Christian Estrosi a aussi affirmé attendre les suites judiciaires de l’affaire : « Il y aura un temps où la justice dira la vérité qui pourrait être révélatrice d’un certain nombre de choses intéressantes ».
Les candidats à la mairie de Nice réagissent aux dernières révélations dans l’affaire de la tête de cochon déposée devant le domicile de Christian Estrosi le 27 février. pic.twitter.com/PuIdeWNxXy
— BFM Nice Côte d’Azur (@BFMCotedazur) March 7, 2026
La riposte d’Éric Ciotti
Face à ces accusations, Éric Ciotti a vivement contesté les propos du maire sortant. Lui dénonce un « contre-feu » dont Christian Estrosi serait selon lui coutumier. « C’est ridicule, M. Stérin n’a rien à voir avec cette campagne », a-t-il répondu.

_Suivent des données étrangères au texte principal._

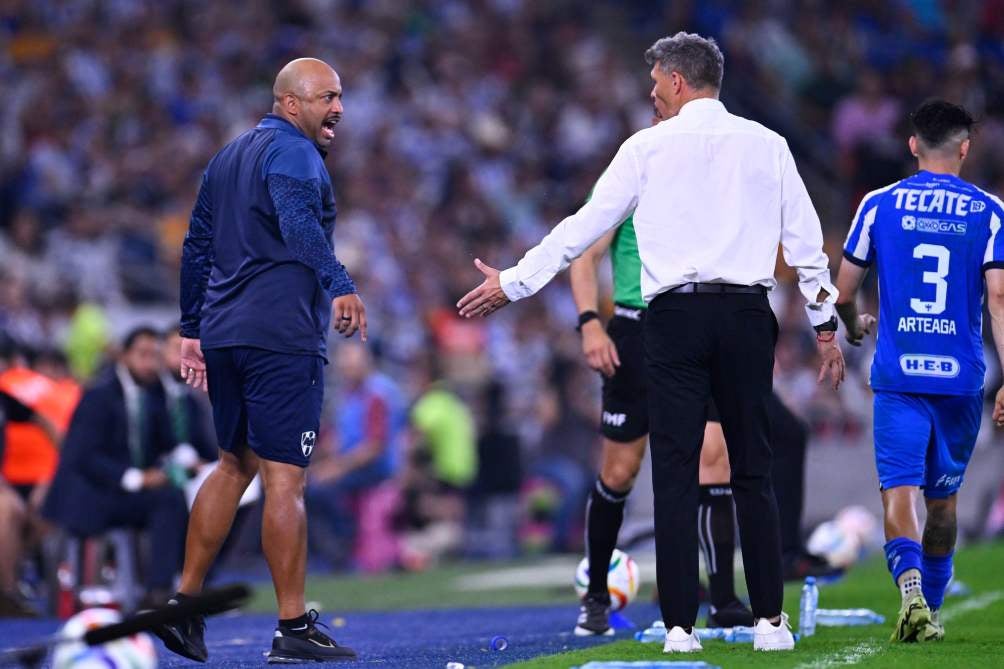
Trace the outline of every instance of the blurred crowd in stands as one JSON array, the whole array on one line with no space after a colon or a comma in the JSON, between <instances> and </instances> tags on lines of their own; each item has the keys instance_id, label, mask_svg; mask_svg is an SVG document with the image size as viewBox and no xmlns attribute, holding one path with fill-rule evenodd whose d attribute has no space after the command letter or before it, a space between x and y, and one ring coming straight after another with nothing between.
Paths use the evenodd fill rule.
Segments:
<instances>
[{"instance_id":1,"label":"blurred crowd in stands","mask_svg":"<svg viewBox=\"0 0 1004 669\"><path fill-rule=\"evenodd\" d=\"M476 498L474 547L508 554L491 528L520 489L523 514L550 523L524 523L524 544L575 547L599 383L567 283L485 321L454 304L480 280L475 256L512 264L648 126L643 53L679 29L715 36L726 105L788 139L834 268L860 196L913 170L907 113L926 96L980 120L963 177L1004 192L1004 0L3 0L0 331L77 389L113 372L127 330L175 321L201 171L270 109L283 63L323 58L344 86L336 252L372 344L331 338L310 494L335 512L311 525L314 550L421 568L456 547ZM817 442L865 438L868 347L838 395L818 391L801 297L779 277L779 392Z\"/></svg>"}]
</instances>

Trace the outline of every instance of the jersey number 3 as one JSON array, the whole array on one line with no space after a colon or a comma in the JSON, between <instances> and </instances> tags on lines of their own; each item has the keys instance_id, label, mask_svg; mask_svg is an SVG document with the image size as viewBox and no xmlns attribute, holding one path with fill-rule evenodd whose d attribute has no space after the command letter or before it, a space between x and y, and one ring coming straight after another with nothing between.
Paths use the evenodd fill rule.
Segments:
<instances>
[{"instance_id":1,"label":"jersey number 3","mask_svg":"<svg viewBox=\"0 0 1004 669\"><path fill-rule=\"evenodd\" d=\"M914 257L918 260L923 258L937 258L938 267L935 271L924 272L924 282L932 283L935 286L934 301L927 301L918 297L910 298L910 308L918 313L937 314L945 310L945 300L948 297L948 263L951 252L944 246L937 244L918 244L914 247Z\"/></svg>"}]
</instances>

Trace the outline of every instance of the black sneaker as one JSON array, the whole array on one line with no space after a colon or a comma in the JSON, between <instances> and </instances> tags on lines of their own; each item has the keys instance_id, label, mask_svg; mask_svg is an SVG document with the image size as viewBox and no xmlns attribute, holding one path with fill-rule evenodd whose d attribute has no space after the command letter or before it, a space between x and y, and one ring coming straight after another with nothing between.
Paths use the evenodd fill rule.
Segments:
<instances>
[{"instance_id":1,"label":"black sneaker","mask_svg":"<svg viewBox=\"0 0 1004 669\"><path fill-rule=\"evenodd\" d=\"M334 639L317 629L317 612L307 612L307 624L302 630L275 629L269 664L298 664L300 662L335 662L354 660L355 651L339 646ZM324 625L320 623L320 625Z\"/></svg>"},{"instance_id":2,"label":"black sneaker","mask_svg":"<svg viewBox=\"0 0 1004 669\"><path fill-rule=\"evenodd\" d=\"M784 561L785 582L803 581L805 577L835 579L842 574L842 569L831 566L825 558L811 552L801 552Z\"/></svg>"},{"instance_id":3,"label":"black sneaker","mask_svg":"<svg viewBox=\"0 0 1004 669\"><path fill-rule=\"evenodd\" d=\"M177 605L178 600L168 600L168 606ZM172 653L196 662L205 662L209 657L209 651L206 650L206 619L203 616L192 616L180 623L158 625L153 632Z\"/></svg>"},{"instance_id":4,"label":"black sneaker","mask_svg":"<svg viewBox=\"0 0 1004 669\"><path fill-rule=\"evenodd\" d=\"M586 593L579 608L576 637L608 637L613 634L610 627L610 597Z\"/></svg>"},{"instance_id":5,"label":"black sneaker","mask_svg":"<svg viewBox=\"0 0 1004 669\"><path fill-rule=\"evenodd\" d=\"M733 600L724 607L708 608L708 627L753 627L753 612L739 600Z\"/></svg>"}]
</instances>

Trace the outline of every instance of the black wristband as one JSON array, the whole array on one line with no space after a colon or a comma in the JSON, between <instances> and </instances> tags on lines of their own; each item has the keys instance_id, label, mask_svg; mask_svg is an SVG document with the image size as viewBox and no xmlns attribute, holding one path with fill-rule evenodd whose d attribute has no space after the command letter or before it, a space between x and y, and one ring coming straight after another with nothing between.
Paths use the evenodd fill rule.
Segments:
<instances>
[{"instance_id":1,"label":"black wristband","mask_svg":"<svg viewBox=\"0 0 1004 669\"><path fill-rule=\"evenodd\" d=\"M575 325L575 331L581 332L582 325L589 322L590 320L598 320L598 319L599 319L599 314L593 311L592 309L589 309L588 311L582 311L581 313L578 314L578 324Z\"/></svg>"},{"instance_id":2,"label":"black wristband","mask_svg":"<svg viewBox=\"0 0 1004 669\"><path fill-rule=\"evenodd\" d=\"M813 325L812 329L816 331L816 334L820 332L835 332L836 331L836 316L830 316L829 320L826 322L819 323L818 325Z\"/></svg>"}]
</instances>

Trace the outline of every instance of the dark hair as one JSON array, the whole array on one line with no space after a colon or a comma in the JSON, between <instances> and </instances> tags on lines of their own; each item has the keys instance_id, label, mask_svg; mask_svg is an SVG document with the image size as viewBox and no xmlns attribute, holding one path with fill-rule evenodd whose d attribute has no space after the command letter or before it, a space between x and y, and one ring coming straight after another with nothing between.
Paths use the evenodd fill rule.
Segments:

Lors de ce même débat, le rival a également évoqué une autre hypothèse relayée selon lui dans les médias. « J’ai lu la presse, elle a émis une autre hypothèse, celle d’une manipulation qui ressemblerait, rappelez-vous pour les plus anciens, à l’attentat de l’Observatoire, en pleine campagne électorale », a-t-il déclaré.
Une référence à une opération ayant visé François Mitterrand en 1959. Dans cette affaire ancienne, le futur président de la République avait été accusé d’avoir monté lui-même l’évènement dont il se disait victime…
Une enquête judiciaire en cours
Mercredi, deux personnes soupçonnées d’être impliquées dans ces faits ont été interpellées. L’enquête a pris une nouvelle tournure vendredi avec l’exploitation du téléphone de l’un des suspects.
Les deux personnes mises en cause, de nationalité tunisienne, ont été placées en détention provisoire. Une information judiciaire a été ouverte pour « violences aggravées envers un élu public et provocation publique à la haine ou à la violence ».
Selon les éléments révélés par cette analyse, des communications ont été identifiées avec une proche collaboratrice du maire. Christian Estrosi lui a apporté son soutien et a évoqué une « tentative d’infiltration ».
Ce sur quoi a rebondi Eric Ciotti, samedi soir : « la seule équipe de campagne avec laquelle les suspects ont eu des contacts, c’est bien la vôtre !»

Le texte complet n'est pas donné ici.